People often ask:
“Can I date now that we’ve started divorce proceedings?”
The answer most often is:
Amicable divorces can be turned into acrimonious divorces overnight if your spouse finds out. At the very least it will complicate financial issues and lead to questions concerning prospective cohabitation. It can also affect the divorce itself, because behaviour after divorce proceedings have commenced is relevant.
Divorce is one of the most traumatic events an adult can go through and as such has an impact on your own, and your spouse’s behaviour. So, even if your spouse has left you for someone else, expect a reaction if you start the dating game yourself. Divorce turns the most rational, fair minded, individual into an irrational twin.

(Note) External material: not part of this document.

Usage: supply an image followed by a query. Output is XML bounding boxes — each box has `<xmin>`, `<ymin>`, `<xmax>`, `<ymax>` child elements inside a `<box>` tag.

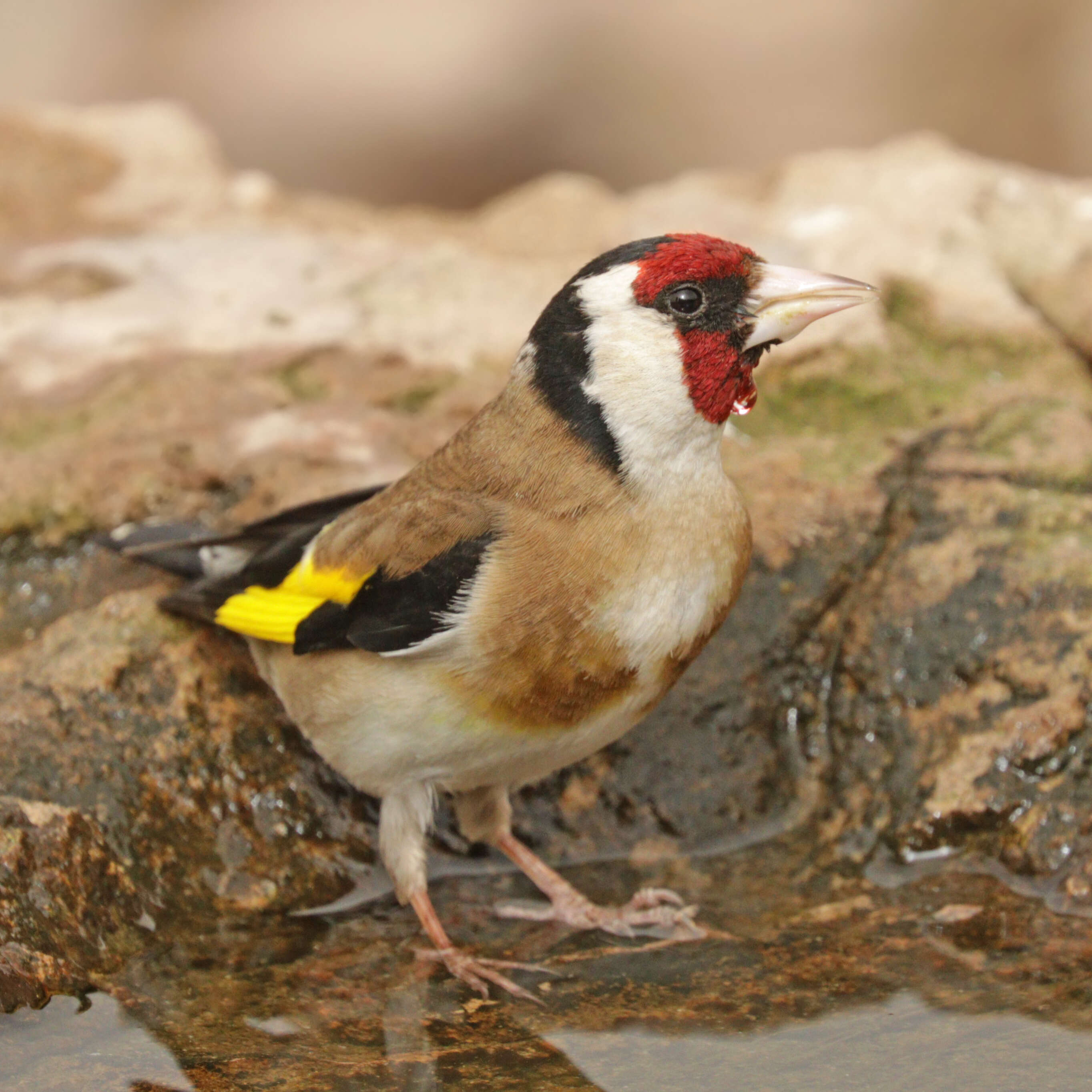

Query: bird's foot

ARE THERE CHILDREN OF THE MARRIAGE?
If so, they will not want to know about any new person in your life. A suitable period of at least six months after the divorce is finalised is fair to them. Do not burden your children, no matter how mature, with your emotional and financial worries. They will not be able to support you in this and their insecurity will be magnified by your confidences. Expect regression and bad behaviour, or worse, the perfectly behaved child desperately trying to make everything right.
WHAT TO DO?
Even if you have met your soul mate (or you think you have) tact, discretion, diplomacy and patience are called for. Explain the circumstances and ask them to wait. Concentrate your efforts on resolving matters with your spouse as quickly and amicably as possible. Then you are free, to do as you please and get back into forging your future.